One of the reasons the number is increasing is that public intellectuals are really pundits. They're the pundits of the educated classes, the pundits of the highbrow and the upper-middlebrow populations, if you will. And the moment you say they're pundits, then you can start comparing them to other pundits, of which we have lots. And there are middlebrow pundits and there are lower-brow pundits, there are serious pundits, there are not-so-serious pundits.
Some of the columnists in the newspapers and the tabloid press who are not journalists with a PhD are public intellectuals. There are pundits who are satirical commentators, there are a significant number of people who get their political news from Leno and Letterman. And, of course, the pollsters don't really understand this, because what Leno and Letterman supply is a satirical take on the news.Most public intellectuals function as quote-suppliers to legitimize the media. Two or three times a week, I get called by journalists and asked whether I will deliver myself of a sociological quote to accompany his or her article, to legitimate, in a sense, the generalizations that journalists make and have to make, because they've got two-hour deadlines. Which means that while there are few public intellectuals who are self-selected, most of us get selected anyway. You know, if no journalist calls for a quote, then I'm not a public intellectual; I just sit there writing my books and teaching classes.

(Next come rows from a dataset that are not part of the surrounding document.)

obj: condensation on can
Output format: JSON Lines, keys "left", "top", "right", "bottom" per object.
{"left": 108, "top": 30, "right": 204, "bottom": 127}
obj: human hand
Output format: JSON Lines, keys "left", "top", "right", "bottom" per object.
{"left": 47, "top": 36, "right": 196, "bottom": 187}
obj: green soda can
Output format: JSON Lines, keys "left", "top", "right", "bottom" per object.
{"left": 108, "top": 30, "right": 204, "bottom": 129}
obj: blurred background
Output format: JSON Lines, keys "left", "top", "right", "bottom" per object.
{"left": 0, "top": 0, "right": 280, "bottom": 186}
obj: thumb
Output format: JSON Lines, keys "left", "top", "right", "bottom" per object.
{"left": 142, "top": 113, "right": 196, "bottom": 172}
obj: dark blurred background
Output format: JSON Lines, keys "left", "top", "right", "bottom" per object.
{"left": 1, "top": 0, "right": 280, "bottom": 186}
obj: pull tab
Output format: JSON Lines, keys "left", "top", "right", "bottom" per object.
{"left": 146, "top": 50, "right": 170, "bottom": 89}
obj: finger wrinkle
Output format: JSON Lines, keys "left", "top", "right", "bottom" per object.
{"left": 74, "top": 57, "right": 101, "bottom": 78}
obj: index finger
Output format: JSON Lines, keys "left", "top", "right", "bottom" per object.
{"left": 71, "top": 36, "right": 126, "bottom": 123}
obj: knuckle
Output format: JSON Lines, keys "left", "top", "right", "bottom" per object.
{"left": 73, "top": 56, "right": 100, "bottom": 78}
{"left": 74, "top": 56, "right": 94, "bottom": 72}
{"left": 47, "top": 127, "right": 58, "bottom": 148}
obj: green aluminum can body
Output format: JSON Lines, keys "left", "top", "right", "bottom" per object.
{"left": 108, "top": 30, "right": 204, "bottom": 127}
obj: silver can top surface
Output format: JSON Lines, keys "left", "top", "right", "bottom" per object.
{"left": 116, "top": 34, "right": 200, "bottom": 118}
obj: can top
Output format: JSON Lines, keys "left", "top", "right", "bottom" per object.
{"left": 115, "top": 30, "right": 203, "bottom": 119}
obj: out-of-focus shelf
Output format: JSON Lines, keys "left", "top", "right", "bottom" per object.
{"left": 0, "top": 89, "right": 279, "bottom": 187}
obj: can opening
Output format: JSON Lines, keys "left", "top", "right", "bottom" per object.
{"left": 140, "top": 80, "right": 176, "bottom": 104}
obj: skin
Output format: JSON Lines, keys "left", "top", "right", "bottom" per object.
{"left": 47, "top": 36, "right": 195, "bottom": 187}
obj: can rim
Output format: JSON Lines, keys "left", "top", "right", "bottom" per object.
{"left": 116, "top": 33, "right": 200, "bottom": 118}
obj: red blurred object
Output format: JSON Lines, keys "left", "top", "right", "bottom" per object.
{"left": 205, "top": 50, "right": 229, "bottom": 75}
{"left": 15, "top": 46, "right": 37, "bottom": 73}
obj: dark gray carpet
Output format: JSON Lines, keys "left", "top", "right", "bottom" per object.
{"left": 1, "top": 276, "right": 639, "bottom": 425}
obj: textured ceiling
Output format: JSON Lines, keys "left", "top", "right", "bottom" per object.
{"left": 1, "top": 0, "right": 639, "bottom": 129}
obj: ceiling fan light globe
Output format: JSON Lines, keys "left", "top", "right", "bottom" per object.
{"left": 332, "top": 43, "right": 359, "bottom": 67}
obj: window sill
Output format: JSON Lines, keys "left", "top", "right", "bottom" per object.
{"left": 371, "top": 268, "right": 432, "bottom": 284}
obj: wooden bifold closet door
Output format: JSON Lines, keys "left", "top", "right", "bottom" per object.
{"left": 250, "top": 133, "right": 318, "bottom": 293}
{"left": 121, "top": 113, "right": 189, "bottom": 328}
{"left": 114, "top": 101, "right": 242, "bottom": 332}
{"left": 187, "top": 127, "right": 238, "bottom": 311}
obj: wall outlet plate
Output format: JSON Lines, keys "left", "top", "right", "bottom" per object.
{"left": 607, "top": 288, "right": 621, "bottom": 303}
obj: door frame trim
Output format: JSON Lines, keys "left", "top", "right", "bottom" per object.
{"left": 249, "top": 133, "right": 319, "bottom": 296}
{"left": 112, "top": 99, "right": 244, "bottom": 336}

I did a book on the news media and hung out at Newsweek and the other magazines. And at Newsweek, they had something they called an island, right in the main editorial room. On the island were names of people who would now be called public intellectuals, the people whom Newsweek quoted. And the rules were--and this is a bit like Survivor--every so often people would be kicked off the island. Because the editors thought, and probably rightly, that we as readers were going to get tired of this group of public intellectuals. So a new group was brought in to provide the quotes. And then they were kicked off.
The public intellectuals come in two types, however. First there are the ones that everyone has been talking about, the generalists, the pundits, as I think of them; and second are the disciplinary public intellectuals. The public sociologists, the public economists, the public humanists--public, plus a discipline. And these are the people who apply the ideas from their own disciplines to a general topic. And again, to some extent, this is what I do when I'm a quote-supplier, and I'm sure my fellow panelists are all functioning as quote-suppliers too.
But the disciplinary public intellectuals show that their disciplinary insights and their skills can add something original to the public debate. That, in other words, social scientists and humanists can indeed grapple with the issues and the problems of the real world. The disciplinary public intellectuals, like other public intellectuals, have to write in clear English. This is a rarity in the academy, unfortunately--which makes disciplinary public intellectuals especially useful. And they demonstrate the public usefulness of their disciplines, which is important in one sense, because we all live off public funds, directly or indirectly, and we need to be able to account every so often that we're doing something useful for taxpayers. I cannot imagine there are very many legislators in this country who would consider an article in an academic journal as proof that we're doing something useful or proof that we're entitled to some share of the public budget.
Disciplinary public intellectuals are useful in another way, too: They are beloved by their employers, because they get these employers publicity. My university has a professionally run clipping service, and every time Columbia University is mentioned, somebody clips and files the story. And so every time somebody quotes me I say, "Be sure to mention Columbia University," because I want to make my employers happy, even though I do have tenure. Because, if they get publicity, they think they're getting prestige, and if they get prestige, that may help them get students or grant money.
There are a number of hypotheses on this; I'm not sure any of them are true-- whether quote-supplying provides prestige, or prestige helps to get good students, whether good students help to get grant money. There is a spiral here that may crash. But meanwhile, they think that if we're getting them publicity, we're being useful. And, of course, public social scientists and those in the humanities are, in some respects, in short supply, in part because their colleagues stigmatize them as popularizers. (They don't call them journalists, which is a dirty word in the ivory tower.)
It's also fair to say that in the newsrooms, "academic" is a dirty word. If you've ever paid attention, journalists always cite "the professor," and it doesn't matter who it is, and it doesn't even matter if they're friends of the professor. But it's always "the professor," which is a marvelous way of dehumanizing us professors. So there's this love/hate relationship between journalists and academics that's at work here. All of which means, yes, of course, it does take a bit of courage to be a public intellectual or a disciplinary public intellectual. If you turn your back on the mainstream of the academy, that's the way you get a knife in your back, at times.